Hyperspectral Imaging (HSI) is an advanced remote sensing technology that captures detailed spectral information across hundreds or thousands of narrow and contiguous wavelength bands. This capability provides far more comprehensive data than conventional RGB imagery, enabling in-depth insights into the physical and chemical properties of observed objects. The rich spectral data acquired through HSI supports a wide range of applications, including remote sensing, environmental monitoring, precision agriculture, biomedical imaging, and cultural heritage preservation. However, the high-dimensional nature of HSI data poses significant challenges, such as data redundancy and increased computational complexity, which can hinder efficient data processing and analysis. These issues necessitate the development and application of effective dimensionality reduction techniques to optimize data utility and usability.

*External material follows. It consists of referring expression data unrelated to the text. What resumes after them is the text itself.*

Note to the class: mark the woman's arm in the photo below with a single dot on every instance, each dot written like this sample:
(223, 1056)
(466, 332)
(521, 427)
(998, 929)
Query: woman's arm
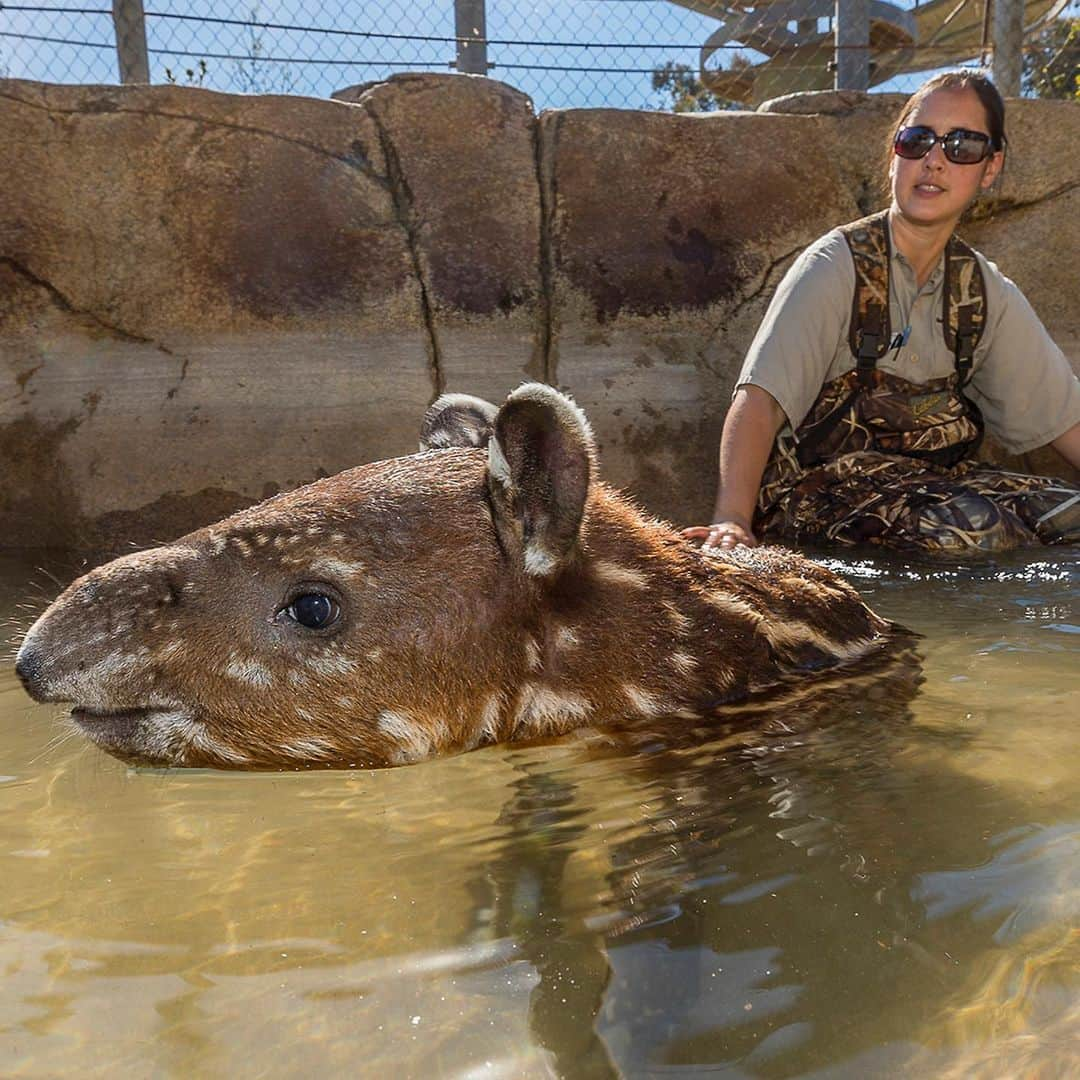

To address these challenges, hyperspectral band selection focuses on identifying and retaining a subset of the most informative spectral bands while discarding redundant or less significant ones. The goal of band selection is to preserve the essential spectral characteristics of the data while substantially reducing the dimensionality. This process not only alleviates computational burdens but also helps mitigate issues related to the curse of dimensionality [1], thereby enhancing the efficiency and accuracy of subsequent analysis and classification tasks. A detailed categorization of band selection methods can be referred to in [2]. In this work, we aim to develop an unsupervised hybrid band selection approach based on smoothness and sparsity but without prior knowledge of the label information, which can be practically beneficial when the labeled data are insufficient or even unavailable.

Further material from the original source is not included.